The next morning, I woke up to a thousand strangers calling me an a**hole.
At that time, I didn’t know anyone who was autistic. I had never considered how isolating public spaces can be for families with autistic children. I had no understanding of how quickly judgment piles on, or how deeply shame is etched into their daily lives.
Then something unexpected happened: a high school friend I hadn’t heard from in decades messaged me privately. Her mother had worked in theater—she grew up in the fabric-filled hallways behind the curtain. Now she was a mother herself, raising an autistic son. She asked me to reconsider. Not to cancel myself—but to listen. My words, she said, added to the weight already pressing down on parents like her.
That message changed everything. I took down my post. I started reading: articles from a parent’s perspective as well as articles written by neurologists. I met with Kelvin Moon Loh at West Bank Café and listened to his full account of what happened that night. I took a friend’s autistic daughter to School of Rock on Broadway, just to begin to understand what it means to navigate the world with different sensory wiring. I learned the vocabulary: “stimming,” “sensory processing,” “accessibility.”
I volunteered for two years at TDF’s Autism Friendly Broadway performances (now called Relaxed Performances.) I watched a teenage boy at The Lion King rest his head on his father’s shoulder again and again to soothe his anxiety. During intermission, I talked to the Dad. Most live performances would never tolerate his son's repetitive movements. This was the first time he and his son had attended a live performance together. This brought me to tears. I began to see how many families had never experienced live theater together—until these special performances made it possible.

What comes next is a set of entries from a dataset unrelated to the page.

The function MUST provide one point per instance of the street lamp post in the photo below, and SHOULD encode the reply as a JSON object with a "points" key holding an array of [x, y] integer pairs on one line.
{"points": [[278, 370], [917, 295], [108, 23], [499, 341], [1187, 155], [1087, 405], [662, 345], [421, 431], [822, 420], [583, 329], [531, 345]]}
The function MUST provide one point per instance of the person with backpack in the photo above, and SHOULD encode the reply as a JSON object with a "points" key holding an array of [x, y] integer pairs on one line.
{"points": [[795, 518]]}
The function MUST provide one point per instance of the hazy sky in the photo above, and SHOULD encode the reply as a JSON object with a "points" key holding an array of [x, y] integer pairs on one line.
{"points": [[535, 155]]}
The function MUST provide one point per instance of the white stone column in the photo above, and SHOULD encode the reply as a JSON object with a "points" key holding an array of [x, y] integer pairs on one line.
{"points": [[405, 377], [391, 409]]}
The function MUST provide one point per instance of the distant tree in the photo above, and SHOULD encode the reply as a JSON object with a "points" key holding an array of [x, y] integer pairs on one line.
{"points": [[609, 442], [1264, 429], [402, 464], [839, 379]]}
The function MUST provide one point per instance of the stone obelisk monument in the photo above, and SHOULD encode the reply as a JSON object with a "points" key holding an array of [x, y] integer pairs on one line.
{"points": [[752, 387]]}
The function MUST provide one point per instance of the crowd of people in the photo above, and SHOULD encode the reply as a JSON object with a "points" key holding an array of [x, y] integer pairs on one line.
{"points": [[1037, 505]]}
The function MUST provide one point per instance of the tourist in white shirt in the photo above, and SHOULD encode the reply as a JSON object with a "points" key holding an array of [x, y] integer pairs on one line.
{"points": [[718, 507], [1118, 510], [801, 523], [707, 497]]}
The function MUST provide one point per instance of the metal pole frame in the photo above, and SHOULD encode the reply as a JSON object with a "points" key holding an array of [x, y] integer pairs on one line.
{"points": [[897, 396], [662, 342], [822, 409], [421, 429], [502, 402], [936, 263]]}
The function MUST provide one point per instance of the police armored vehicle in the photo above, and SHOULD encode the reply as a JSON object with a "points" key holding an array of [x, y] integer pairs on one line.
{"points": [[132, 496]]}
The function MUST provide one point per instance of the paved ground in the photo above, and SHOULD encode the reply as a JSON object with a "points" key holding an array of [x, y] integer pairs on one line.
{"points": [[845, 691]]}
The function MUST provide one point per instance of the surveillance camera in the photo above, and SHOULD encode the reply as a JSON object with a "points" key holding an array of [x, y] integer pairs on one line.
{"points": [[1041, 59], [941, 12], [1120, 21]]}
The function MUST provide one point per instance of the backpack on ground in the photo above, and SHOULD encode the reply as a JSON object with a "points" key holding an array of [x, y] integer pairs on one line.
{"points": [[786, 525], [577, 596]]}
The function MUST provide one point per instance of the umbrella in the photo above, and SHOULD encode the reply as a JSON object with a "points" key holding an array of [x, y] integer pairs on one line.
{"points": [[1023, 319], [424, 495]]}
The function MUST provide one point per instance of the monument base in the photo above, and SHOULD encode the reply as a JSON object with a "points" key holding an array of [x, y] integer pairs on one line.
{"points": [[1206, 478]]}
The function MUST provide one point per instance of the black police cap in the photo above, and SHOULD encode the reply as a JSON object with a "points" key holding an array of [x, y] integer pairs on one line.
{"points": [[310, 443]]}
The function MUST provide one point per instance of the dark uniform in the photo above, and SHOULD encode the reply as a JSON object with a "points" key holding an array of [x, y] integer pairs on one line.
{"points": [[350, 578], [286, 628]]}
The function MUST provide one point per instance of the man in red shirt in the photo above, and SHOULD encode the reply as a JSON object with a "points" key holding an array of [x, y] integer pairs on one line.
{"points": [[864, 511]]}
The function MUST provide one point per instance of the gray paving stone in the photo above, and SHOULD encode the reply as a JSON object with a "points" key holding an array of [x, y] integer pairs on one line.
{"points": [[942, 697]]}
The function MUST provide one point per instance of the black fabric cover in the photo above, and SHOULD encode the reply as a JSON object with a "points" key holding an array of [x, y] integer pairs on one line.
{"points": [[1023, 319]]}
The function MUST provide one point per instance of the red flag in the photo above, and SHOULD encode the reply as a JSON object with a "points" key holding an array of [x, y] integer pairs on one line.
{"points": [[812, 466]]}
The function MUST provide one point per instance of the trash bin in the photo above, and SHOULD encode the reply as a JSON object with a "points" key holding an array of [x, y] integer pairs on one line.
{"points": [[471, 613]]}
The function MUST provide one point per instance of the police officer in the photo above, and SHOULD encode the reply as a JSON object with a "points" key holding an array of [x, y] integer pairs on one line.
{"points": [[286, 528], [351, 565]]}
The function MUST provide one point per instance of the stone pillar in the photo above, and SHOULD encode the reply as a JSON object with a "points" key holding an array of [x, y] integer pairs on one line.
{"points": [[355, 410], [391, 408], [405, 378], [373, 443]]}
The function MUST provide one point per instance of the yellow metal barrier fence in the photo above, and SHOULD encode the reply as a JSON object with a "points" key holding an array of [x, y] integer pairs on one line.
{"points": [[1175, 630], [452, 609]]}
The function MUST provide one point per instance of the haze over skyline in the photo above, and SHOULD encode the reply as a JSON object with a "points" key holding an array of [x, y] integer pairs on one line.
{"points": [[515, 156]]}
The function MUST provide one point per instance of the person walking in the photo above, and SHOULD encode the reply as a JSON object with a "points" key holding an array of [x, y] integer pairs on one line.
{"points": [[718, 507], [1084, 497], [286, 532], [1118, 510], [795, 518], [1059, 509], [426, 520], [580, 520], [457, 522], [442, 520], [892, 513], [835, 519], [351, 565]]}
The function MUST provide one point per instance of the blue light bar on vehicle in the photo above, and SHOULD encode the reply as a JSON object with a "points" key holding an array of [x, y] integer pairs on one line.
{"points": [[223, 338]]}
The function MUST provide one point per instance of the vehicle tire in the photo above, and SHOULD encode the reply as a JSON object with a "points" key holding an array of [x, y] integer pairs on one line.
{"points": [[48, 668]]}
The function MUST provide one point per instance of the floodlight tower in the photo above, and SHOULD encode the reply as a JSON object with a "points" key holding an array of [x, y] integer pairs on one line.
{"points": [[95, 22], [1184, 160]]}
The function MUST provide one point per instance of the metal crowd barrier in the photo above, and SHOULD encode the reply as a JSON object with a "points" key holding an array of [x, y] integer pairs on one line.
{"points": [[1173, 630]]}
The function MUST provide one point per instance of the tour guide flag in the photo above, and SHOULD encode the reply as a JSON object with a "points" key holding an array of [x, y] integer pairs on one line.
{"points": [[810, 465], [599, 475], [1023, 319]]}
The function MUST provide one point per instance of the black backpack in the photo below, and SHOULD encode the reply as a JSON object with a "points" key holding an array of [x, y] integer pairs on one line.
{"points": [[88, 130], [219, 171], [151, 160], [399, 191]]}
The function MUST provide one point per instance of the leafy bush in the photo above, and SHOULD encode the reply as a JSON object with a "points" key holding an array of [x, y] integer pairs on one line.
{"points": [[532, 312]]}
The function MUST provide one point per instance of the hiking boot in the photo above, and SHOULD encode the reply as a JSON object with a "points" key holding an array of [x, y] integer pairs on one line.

At the same time, I couldn’t ignore a different truth. As one theater manager told me, “The theater is a fragile bubble. Any one person in the audience has the power to kill it.” One person - true theater royalty - said the line “Nobody has right to pull focus from the stage. No one. Ever.” I understand that strong feeling too. We’ve all had moments when a ringing phone or specific behavior pulls us out of a play we’ve waited months to see.
Two truths. Both real. Both valid. That tension is where Be Still Be Silent was born.
Janet Dickinson and Terence Keyes
UPDATES:
Since the debut of “Be Still Be Silent,” the script has been revised down to 5 characters only, with an option to present the play without intermission.